Trillion looked to her right. Sure enough there was a large switch. The words read Hapticgram Engine On.
General Walker was still monologuing. Trillion waited for a distraction. It wasn’t long until Atlas jumped in with a counterargument. Trillion dived for the switch with her right hand and pulled it down.
The whole room suddenly flashed yellow and red. Emergency lights started rotating around the room. Presumably to signal the emergency switch had been flicked. As the lights flashed, General Walker and the corporal melted into a sea of marbles. The room was filled with tiny pea-sized pellets which began to bounce off the walls. Flicking the switch had obviously killed the magnets controlling the haptic engine, dropping them to the floor.
“We need to go now,” Trillion said, almost willing Icarus and Angelique to wind the door airlock door amidst the chaos of tiny balls bouncing around them.
Icarus grabbed the mechanical airlock door and pulled on it hard. It didn’t budge.
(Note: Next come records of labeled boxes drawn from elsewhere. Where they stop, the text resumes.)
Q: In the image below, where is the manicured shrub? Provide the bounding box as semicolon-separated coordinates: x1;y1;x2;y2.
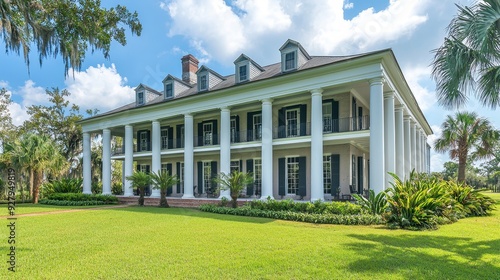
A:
200;203;384;225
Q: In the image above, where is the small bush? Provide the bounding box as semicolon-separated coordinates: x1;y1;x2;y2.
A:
200;203;384;225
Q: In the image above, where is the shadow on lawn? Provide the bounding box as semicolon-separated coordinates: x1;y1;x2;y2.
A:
347;234;500;279
109;206;274;224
Angelique joined in and it started to move, slightly at first, then more smoothly. It took several turns and a lot of effort, but finally the outer airlock door was opened. Trillion expected to get sucked through, but it was more of a strong breeze as the airlock unpressurised.
Millions of tiny balls spilled through the door as the four of them made their escape, trying not to trip over them on the way out.
Atlas grabbed a large rock and shoved it in the airlock door, preventing the men from closing the outside door to repressurise it, effectively making the closest airlock to the launch pad useless and forcing the gunmen to use another airlock.
As the team took off, they had a good 500 metres of red Martian regolith to cross before reaching the first of the launch pads – there were 16 of them in total, all evenly spaced in a grid format hundreds of metres apart.
Martian gravity made getting around in spacesuits easy. They were all equipped with a smart exoskeleton that made the Martian jump-skip-walk technique so much easier to do. The team continued their jump-skip journey towards the first launch pad.